1327262Dictionary of National Biography, 1885-1900, Volume 10 — Clarke, Robert (d.1675)1887Thompson Cooper

CLARKE, ROBERT (d. 1675), Latin poet, was a native of London, his real name being Graine. He was educated in the English college at Douay, where he became professor of poetry and rhetoric, and he was ordained priest in the chapel of the palace of the Bishop of Arras, 20 March 1627–8. On 16 July 1629 a Latin tragi-comedy, ‘The Emperor Otho,’ composed by him, was performed in the college refectory; and on 13 Sept. the same year another drama of his composition, ‘The Return of St. Ignatius, bishop and martyr, from Exile,’ was acted there before Anthony Mary, viscount Montacute. On 19 Sept. 1629 he was sent to the English mission with the ordinary faculties. The college entry, recording the circumstance, describes him as ‘non solum in humanioribus literis (quas per aliquot annos laudabiliter docuit) verum etiam in philosophia ac theologia doctus et eruditus.’ Being unequal, through ill-health and other causes, to encounter the difficulties and dangers then inseparable from the career of a missionary priest, he returned to the continent, and went from Douay in 1632 to join the English Carthusians at Nieuport, and he was a strict observer of the severe rule of that order until his death on 31 Dec. 1675.
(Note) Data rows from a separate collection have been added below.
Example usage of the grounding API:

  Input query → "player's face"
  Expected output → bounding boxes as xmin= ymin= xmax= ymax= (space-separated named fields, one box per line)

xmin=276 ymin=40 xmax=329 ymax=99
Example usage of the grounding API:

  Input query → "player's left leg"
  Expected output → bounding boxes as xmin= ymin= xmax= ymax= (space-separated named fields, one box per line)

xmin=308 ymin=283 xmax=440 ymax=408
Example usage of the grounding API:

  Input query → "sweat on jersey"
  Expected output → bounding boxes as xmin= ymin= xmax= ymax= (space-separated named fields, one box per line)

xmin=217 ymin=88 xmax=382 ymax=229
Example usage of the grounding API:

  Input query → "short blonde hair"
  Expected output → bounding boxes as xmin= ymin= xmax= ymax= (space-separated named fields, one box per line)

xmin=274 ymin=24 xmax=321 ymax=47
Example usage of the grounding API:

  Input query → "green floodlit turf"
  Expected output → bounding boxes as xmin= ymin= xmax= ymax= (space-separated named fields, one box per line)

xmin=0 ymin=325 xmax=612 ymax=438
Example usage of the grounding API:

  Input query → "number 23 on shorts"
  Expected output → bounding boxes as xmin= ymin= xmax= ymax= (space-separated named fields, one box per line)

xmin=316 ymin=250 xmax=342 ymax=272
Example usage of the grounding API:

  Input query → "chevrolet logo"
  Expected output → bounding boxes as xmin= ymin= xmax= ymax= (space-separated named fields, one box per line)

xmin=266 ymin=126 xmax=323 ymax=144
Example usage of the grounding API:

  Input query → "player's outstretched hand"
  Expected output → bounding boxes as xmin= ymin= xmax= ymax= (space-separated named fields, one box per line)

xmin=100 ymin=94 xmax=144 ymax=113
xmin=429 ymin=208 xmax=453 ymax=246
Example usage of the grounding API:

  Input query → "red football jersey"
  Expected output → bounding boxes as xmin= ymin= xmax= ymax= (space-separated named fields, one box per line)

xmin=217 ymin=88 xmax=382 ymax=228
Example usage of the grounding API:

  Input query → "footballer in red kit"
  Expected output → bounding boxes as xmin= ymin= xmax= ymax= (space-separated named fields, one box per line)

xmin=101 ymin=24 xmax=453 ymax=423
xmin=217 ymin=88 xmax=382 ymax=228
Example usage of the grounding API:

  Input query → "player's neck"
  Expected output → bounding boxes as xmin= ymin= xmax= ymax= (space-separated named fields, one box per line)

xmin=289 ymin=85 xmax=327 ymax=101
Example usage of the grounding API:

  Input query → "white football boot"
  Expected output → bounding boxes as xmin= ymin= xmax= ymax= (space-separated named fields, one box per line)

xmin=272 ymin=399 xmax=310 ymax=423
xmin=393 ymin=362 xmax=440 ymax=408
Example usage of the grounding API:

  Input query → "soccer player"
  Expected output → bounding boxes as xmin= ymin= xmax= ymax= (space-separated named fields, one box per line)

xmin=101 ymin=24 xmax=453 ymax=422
He was author of an elaborate sacred epic in Latin, completed in 1650, and published under the title of: 1. ‘Christiados, sive De Passione Domini, libri 17.’ Bruges, 1670, 8vo; Augsburg and Dillingen, 1708, 8vo; Ingolstadt, 1855, 8vo. This last edition was prepared by Aloys Kassian Walthierer, parish priest of Böhmfeld, who had previously published a German translation of the poem, Ingolstadt, 1853, 8vo. The manuscript of a metrical English translation of ‘Christias,’ by Baron Edmund de Harold, was in 1855 in the library of his nephew at Trostberg. Clarke's other works, none of which have been printed, are: 2. Four books on the Imitation of Christ, in Latin iambics. 3. ‘Miscellanea.’ 4. ‘Dissertatio de dignitate confessarii.’ 5. ‘The Crown of Thorns,’ an English poem. The original manuscript was in 1855 in the possession of Baron de Harold.

[Preface to reprint of Christias; Dodd's Church History, iii. 311; Cat. of Printed Books in Brit. Mus.]